From:  RegBlog/Penn Program on Regulation

President Obama’s Executive Order 13563 for the first time in history encouraged administrative agencies to draw upon the behavioral sciences in the design and implementation of new regulations.  To date, however, agencies have received no practical guidance on how to integrate behaviorally inspired regulatory instruments into the regulatory process.  How can public administrators transform behavioral research findings into operational regulatory tools while ensuring protections for citizens in a new, “nudging” state?

In a forthcoming paper, New York University School of Law’s Alberto Alemanno and the University of Milan’s Alessandro Spina analyze how empirical findings from behavioral research can complement traditional regulation.
From its mid-20th century origins in the late Herbert Simon’s theory of bounded rationality to Richard Thaler and Cass Sunstein’s recent best-seller, Nudge, the idea that humans make imperfect decisions has become mainstream, say Alemanno and Spina.  Behavioral research has given scientists ever-greater insight into the cognitive biases, fallacies, and heuristics driving human action.  Moreover, the argument that regulation must consider how targeted people respond in order to be effective has caught fire among academics and policy architects alike, according to the authors.

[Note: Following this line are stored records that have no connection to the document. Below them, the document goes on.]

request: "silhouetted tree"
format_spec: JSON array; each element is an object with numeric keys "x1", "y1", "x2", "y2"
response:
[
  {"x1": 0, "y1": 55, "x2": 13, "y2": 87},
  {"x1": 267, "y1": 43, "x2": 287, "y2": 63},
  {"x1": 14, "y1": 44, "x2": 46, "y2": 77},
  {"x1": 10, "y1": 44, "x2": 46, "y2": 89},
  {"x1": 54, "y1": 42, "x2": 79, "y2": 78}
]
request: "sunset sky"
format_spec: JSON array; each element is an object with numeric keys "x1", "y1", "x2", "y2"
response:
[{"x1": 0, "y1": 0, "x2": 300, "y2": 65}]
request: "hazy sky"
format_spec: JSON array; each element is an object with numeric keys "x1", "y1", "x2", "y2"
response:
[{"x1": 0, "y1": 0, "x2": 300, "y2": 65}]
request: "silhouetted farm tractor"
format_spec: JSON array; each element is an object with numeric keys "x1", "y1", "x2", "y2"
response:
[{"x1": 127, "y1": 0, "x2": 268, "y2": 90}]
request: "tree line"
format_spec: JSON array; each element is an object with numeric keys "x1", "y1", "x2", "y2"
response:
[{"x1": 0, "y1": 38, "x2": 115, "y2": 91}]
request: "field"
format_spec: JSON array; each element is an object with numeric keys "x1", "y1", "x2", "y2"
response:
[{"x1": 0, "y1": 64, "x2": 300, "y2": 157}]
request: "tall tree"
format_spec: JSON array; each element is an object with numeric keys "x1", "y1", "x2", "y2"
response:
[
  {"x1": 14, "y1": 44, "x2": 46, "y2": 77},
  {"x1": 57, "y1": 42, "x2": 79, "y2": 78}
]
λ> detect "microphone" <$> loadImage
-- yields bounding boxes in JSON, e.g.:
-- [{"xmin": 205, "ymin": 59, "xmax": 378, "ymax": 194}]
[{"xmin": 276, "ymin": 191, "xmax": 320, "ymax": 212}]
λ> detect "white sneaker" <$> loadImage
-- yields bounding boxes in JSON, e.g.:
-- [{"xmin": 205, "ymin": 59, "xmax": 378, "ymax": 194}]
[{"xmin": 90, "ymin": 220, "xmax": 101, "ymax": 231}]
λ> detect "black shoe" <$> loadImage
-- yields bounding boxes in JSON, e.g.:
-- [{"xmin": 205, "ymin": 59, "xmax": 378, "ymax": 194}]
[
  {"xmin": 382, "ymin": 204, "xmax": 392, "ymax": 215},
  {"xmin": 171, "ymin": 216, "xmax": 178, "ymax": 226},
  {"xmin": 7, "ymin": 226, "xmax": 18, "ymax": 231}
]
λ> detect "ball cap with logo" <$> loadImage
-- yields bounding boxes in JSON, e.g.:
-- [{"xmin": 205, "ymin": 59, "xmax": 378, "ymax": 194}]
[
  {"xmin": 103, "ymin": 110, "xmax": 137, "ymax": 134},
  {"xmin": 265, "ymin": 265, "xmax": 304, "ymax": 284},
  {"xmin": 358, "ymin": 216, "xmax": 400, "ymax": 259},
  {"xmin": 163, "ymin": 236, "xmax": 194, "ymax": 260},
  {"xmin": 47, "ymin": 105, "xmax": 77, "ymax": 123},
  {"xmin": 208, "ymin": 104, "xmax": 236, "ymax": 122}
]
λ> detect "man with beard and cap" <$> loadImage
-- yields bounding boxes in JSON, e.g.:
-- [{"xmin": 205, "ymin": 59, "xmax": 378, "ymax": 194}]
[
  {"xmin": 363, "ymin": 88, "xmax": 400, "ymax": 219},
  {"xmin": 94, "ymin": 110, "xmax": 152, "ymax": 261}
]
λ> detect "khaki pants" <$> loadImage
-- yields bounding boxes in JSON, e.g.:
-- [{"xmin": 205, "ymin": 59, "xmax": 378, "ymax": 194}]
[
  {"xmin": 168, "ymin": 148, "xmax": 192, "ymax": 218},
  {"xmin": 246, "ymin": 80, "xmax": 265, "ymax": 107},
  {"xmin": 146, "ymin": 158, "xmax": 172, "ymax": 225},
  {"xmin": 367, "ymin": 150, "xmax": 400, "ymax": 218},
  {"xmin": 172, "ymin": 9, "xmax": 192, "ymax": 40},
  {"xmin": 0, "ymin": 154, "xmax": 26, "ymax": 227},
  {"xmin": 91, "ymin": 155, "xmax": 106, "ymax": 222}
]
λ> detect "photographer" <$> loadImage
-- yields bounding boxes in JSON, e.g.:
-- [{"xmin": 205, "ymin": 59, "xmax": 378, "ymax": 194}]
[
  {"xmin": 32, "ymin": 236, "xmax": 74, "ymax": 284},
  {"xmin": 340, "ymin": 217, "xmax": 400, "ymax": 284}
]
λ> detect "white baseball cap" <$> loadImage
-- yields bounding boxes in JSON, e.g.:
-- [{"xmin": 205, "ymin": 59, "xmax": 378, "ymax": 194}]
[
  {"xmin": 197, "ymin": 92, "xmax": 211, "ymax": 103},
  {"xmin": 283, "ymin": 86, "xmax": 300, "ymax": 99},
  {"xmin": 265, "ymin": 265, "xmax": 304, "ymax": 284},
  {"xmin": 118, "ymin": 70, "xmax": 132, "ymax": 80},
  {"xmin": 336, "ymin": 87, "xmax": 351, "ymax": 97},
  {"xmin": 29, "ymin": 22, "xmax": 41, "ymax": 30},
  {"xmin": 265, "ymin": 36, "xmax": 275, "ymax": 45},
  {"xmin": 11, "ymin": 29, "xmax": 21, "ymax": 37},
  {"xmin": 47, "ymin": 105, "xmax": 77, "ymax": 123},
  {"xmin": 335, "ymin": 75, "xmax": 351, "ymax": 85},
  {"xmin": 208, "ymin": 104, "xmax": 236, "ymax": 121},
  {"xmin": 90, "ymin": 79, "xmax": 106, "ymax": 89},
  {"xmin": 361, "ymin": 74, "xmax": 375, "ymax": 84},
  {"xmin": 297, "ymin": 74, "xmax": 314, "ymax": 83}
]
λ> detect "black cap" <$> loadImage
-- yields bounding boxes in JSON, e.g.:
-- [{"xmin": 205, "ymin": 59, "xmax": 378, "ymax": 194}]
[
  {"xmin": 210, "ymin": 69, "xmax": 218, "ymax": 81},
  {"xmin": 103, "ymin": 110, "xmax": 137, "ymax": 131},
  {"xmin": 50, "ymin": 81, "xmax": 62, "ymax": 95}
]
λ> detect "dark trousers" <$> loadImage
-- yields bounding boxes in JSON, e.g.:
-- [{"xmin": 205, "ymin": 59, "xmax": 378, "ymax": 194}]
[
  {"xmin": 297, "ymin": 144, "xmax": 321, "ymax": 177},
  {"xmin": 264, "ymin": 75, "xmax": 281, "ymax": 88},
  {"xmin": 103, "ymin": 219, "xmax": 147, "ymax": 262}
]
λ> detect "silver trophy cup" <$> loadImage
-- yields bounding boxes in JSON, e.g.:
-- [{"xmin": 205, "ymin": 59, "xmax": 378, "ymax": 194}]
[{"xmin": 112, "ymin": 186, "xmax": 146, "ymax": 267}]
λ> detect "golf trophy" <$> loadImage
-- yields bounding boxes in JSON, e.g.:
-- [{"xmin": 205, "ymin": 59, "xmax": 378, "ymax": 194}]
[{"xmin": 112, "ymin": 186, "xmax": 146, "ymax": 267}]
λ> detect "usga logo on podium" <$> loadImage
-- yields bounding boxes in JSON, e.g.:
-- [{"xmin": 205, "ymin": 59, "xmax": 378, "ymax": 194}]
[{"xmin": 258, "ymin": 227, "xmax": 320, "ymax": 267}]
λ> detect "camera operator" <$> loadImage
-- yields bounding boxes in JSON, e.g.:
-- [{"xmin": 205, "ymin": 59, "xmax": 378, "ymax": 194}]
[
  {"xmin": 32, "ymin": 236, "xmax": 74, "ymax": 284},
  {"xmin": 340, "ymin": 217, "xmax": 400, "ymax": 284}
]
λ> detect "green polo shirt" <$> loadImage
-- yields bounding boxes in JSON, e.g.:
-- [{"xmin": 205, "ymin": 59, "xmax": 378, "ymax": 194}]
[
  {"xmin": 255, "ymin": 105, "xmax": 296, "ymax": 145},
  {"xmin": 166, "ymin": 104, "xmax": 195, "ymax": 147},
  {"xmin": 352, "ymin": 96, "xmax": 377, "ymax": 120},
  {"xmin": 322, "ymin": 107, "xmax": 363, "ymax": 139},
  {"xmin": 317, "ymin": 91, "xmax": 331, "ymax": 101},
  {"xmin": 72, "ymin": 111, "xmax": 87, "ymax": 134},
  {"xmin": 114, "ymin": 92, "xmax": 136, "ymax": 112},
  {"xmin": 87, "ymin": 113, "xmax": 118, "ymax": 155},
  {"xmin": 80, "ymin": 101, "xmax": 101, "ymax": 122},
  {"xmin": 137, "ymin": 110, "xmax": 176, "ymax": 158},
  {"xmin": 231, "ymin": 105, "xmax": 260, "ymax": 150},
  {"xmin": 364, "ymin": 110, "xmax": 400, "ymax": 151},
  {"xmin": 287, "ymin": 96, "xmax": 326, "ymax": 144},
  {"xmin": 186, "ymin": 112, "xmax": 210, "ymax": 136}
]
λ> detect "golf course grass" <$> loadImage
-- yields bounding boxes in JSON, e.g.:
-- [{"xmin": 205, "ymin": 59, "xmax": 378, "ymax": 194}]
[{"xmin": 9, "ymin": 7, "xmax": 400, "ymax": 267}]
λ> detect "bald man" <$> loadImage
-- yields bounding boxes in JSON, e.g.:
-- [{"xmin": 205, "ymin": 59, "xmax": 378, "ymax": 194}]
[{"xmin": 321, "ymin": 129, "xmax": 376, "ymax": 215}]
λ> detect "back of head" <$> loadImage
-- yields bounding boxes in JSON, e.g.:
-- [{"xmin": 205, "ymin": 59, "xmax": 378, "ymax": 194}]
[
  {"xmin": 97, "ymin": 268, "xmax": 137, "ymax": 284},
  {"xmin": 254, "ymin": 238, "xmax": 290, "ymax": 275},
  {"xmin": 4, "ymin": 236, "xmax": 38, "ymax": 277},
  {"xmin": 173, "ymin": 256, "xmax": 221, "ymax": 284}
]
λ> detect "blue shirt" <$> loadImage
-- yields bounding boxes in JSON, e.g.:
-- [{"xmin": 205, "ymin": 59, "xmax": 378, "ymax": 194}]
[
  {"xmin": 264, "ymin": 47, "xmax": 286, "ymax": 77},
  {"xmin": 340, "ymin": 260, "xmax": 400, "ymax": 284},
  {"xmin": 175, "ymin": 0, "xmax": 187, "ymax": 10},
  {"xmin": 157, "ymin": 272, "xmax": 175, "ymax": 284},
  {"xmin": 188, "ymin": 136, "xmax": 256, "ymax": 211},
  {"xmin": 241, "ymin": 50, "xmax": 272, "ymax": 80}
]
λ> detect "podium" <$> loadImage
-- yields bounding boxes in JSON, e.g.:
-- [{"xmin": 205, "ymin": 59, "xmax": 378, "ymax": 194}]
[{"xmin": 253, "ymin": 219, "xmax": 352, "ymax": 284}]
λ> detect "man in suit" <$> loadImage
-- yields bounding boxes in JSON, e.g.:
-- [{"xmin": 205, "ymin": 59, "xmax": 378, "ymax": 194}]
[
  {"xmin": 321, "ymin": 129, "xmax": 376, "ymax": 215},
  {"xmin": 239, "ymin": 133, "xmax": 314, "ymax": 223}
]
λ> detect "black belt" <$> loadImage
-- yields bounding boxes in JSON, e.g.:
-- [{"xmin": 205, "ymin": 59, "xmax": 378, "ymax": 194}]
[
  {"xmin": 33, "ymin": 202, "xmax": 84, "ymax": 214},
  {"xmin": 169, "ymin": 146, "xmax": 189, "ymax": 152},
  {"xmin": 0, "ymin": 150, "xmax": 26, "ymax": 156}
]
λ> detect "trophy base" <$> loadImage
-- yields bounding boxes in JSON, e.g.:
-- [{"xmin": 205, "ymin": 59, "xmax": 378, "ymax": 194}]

In spite of policymakers’ and agencies’ growing enthusiasm for behaviorally driven regulation, a clear legal framework for turning behavioral insights into operational regulatory tools is largely absent, Alemanno and Spina say.  Without a fully transparent mechanism for incorporating behavioral research findings into policy-making, the authors argue, the burgeoning field’s potential to help policy makers will be lost.  Alemanno and Spina believe that both EU and U.S. regulators could benefit from systematic integration of behavioral research into policy creation.